Last week I wrote about the experience of being lost in the woods around the Garrison Institute on the banks of the Hudson.   Someone commented that I were never truly lost, and this is true: we wandered just far enough off trail to have a nerve-tingling, sense-heightening experience of  waking up from the dream of knowing who we are and where we are going.   It was a shock, and shocks have a way of posing big questions like “Who do you think you are?”  and “Where do you think you’re going?”   Shocks have a way of showing us what we are made of–not just in the usual sense of revealing character traits like good humor and courage or the opposite, but that we are made up  parts that don’t quite mesh–we can be brave in one way and timid in another.  And at any rate, we don’t add up to an inviolate whole.

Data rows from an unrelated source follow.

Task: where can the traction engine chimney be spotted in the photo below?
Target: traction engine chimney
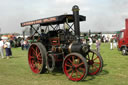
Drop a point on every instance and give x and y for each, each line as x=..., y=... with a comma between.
x=75, y=10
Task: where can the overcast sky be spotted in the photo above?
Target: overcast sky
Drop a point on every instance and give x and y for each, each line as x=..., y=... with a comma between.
x=102, y=15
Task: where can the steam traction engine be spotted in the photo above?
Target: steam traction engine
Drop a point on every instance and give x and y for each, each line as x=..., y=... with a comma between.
x=60, y=46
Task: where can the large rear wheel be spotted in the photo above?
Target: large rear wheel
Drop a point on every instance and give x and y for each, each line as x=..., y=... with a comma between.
x=95, y=62
x=37, y=58
x=75, y=67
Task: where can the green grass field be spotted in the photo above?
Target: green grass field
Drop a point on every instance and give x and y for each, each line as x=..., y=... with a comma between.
x=16, y=71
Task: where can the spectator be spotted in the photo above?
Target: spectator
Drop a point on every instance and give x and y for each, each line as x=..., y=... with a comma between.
x=114, y=43
x=111, y=43
x=90, y=42
x=1, y=49
x=7, y=47
x=98, y=45
x=22, y=43
x=26, y=44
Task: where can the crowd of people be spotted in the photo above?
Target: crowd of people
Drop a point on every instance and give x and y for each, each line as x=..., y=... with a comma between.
x=5, y=44
x=98, y=40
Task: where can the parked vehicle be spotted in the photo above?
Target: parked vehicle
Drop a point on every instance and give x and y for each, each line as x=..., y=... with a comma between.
x=60, y=46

The Buddha compared people to chariots, and this analogy is very significant because it turns out that the Pali word “dukkha,” which is usually translated as suffering really means something like “bad wheel” and it refers to the hole in the hub that often got clogged with dirt and grease so the wheel didn’t turn quite smoothly–so there was always a slight bumpiness or unease: life is dukkha means that life rolls along in a way that is always a little less than smooth for us chariots, always a little bumpy and anxiety-provoking.  Gurdjieff compared people (at least those who tried to see themselves) to cars with their hoods up–the point was not only that we are actually a collection of parts but this mechanism is not a pretty or smooth-running sight when you see it up close (unless you are a skilled mechanic).   When I was lost I had a glimpse of this situation–that we are made up of parts like cars and chariots and these parts don’t purrrr along in perfect harmony with each other and the world around us.  I triggered a surge of energy, a definite sense of being here and now.  And now I’m reflecting on the experience of being found.

In Buddhism, the experience of mindfulness or “sati” (which literally means remembering) refers to a sky-like state of awareness.  Mindfulness can include everything that arises, inwardly and outwardly.  At different moments and in different instances, however, mindfulness may reveal different aspects or qualities.   One factor is investigation, which is that probing quality of attention that arises, say, when are lost in the woods and seeking the path–in classical Buddhist terms, it refers to investigating the way things are and the way things happen, the lawful unfolding of things.   Another factor is energy, which was referred to in anciet Sanskrit and its street variant Pali by the word “virya.”  In the Rig Veda and other ancient Sanskrit texts “virya” referred to a hero, one who was virile (you probably guessed that).  As in many other instances, the clever, radical Buddha recast or liberated this word to mean the special energy and effort it takes make the journey to liberation.

We still need to be heroes, but the quality of the effort required isn’t so, well, effortful.  It has to do with opening to what it is, to letting be.   I’m about to make what might seem to be a wild leap, but this is the fun of blogging and I do have a point, so please stay with me.   Towards the end of his journey, Hamlet becomes at last reconciled to his particular tragic situation.  His friend tries to talk him out of accepting the challenge of a duel that both sense is a trap.  But Hamlet has come to understand something profound about the nature of reality–that we really are not in control in the way we dream we are:

“If it be / now, ‘tis not to come; if it be not to come, it will be /now; if it be not now, yet it will come. The / readiness is all.”

Hamlet came to see and accept that reality was determined ultimately by a greater lawfulness, by God.  He came to see that our true freedom, our true sense of place and empowerment comes from letting go of our own will (Shakespeare knew a Bible that uses “readiness” for “willingness”) and being willing to take our true place.  We find ourselves, our true purpose and path, as we learn to stop leaning forward, effortful and anxious–when we fall back on God.